The 1943 Race Riot

Created by: Madeline MacArthur
Time Period: 20th Century, WWII
Topic: Crisis and Response, Industrialization and Labor, Race and Ethnicity

The 1943 Detroit race riot was one of the biggest racial conflicts that occurred in the U.S. in the first half of the 20th century, and it was primarily caused by deep-seated systemic racism and unequal housing and job opportunities in wartime Detroit.

Shortly after the turn of the century, Detroit experienced a significant population increase. Between 1910 and 1920s, Detroit’s black population went from 6,000 to over 40,000. Despite the immense African American population, there was not enough housing for black people in Detroit, nor had there been since the 1890s. Detroit’s first public housing was constructed in the 1930s during the Great Depression, but none of it allowed black people to live there. Meanwhile, Detroit’s black population doubled between 1933 and 1943.

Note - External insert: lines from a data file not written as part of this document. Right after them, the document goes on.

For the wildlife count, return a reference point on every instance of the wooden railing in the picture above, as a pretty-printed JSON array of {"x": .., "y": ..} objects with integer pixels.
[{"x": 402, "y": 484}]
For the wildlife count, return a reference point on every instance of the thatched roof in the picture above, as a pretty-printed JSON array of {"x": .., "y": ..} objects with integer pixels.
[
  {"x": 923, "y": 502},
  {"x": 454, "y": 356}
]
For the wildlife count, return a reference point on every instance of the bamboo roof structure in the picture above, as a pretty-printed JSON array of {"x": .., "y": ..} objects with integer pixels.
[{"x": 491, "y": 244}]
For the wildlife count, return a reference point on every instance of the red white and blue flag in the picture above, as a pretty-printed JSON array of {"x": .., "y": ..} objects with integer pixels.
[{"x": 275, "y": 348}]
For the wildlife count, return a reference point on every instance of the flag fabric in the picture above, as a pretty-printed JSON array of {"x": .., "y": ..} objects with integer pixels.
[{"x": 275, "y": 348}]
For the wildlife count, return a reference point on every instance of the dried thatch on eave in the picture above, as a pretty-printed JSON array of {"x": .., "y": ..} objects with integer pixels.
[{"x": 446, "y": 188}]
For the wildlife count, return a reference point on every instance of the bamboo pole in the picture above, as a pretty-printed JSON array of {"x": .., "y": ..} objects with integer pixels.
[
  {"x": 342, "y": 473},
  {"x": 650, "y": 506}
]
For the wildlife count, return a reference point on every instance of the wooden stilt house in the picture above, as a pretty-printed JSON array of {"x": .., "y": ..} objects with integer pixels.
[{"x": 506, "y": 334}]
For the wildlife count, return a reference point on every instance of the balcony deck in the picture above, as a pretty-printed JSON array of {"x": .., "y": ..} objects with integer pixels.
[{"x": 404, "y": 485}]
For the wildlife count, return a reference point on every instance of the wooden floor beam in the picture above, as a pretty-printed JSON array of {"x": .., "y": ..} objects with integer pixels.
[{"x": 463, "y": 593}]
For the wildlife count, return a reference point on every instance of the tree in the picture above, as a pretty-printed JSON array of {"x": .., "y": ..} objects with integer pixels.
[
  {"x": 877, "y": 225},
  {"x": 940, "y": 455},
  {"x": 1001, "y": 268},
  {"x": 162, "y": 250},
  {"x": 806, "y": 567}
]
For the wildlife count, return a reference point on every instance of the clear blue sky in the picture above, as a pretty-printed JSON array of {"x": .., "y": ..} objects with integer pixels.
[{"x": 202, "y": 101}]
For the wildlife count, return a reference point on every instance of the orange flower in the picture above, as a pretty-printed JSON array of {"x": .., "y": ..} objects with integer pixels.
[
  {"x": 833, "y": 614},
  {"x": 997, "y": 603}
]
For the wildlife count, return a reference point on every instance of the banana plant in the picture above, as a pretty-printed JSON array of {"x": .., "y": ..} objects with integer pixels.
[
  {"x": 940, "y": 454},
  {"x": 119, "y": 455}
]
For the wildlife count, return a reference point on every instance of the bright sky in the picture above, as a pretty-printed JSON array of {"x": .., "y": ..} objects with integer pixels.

By the time World War II began, African Americans made up 150,000 of Detroit’s overall population of 1,623,452. The population continued to grow as both white and black people flooded into Detroit for defense work, and by the summer of 1943, Detroit’s population was at over two million. With the growing demand for adequate housing, the Federal Housing Authority was forced to provide wartime housing for African Americans called the Sojourner Truth Housing Project in 1942. However, this housing was to be built in a white neighborhood. This caused the white residents of this neighborhood to threaten violence and stage protests. Due to all the pushback, black residents were not able to move into the housing project until nine months after it had been completed. Racial tension continued to grow with the Packard Motor Company hate strike in early June of 1943, where white workers refused to work because two black workers had been promoted to work alongside them. Violence broke out at Eastwood Park in the wake of this strike, where black people were brutally beaten by white policemen.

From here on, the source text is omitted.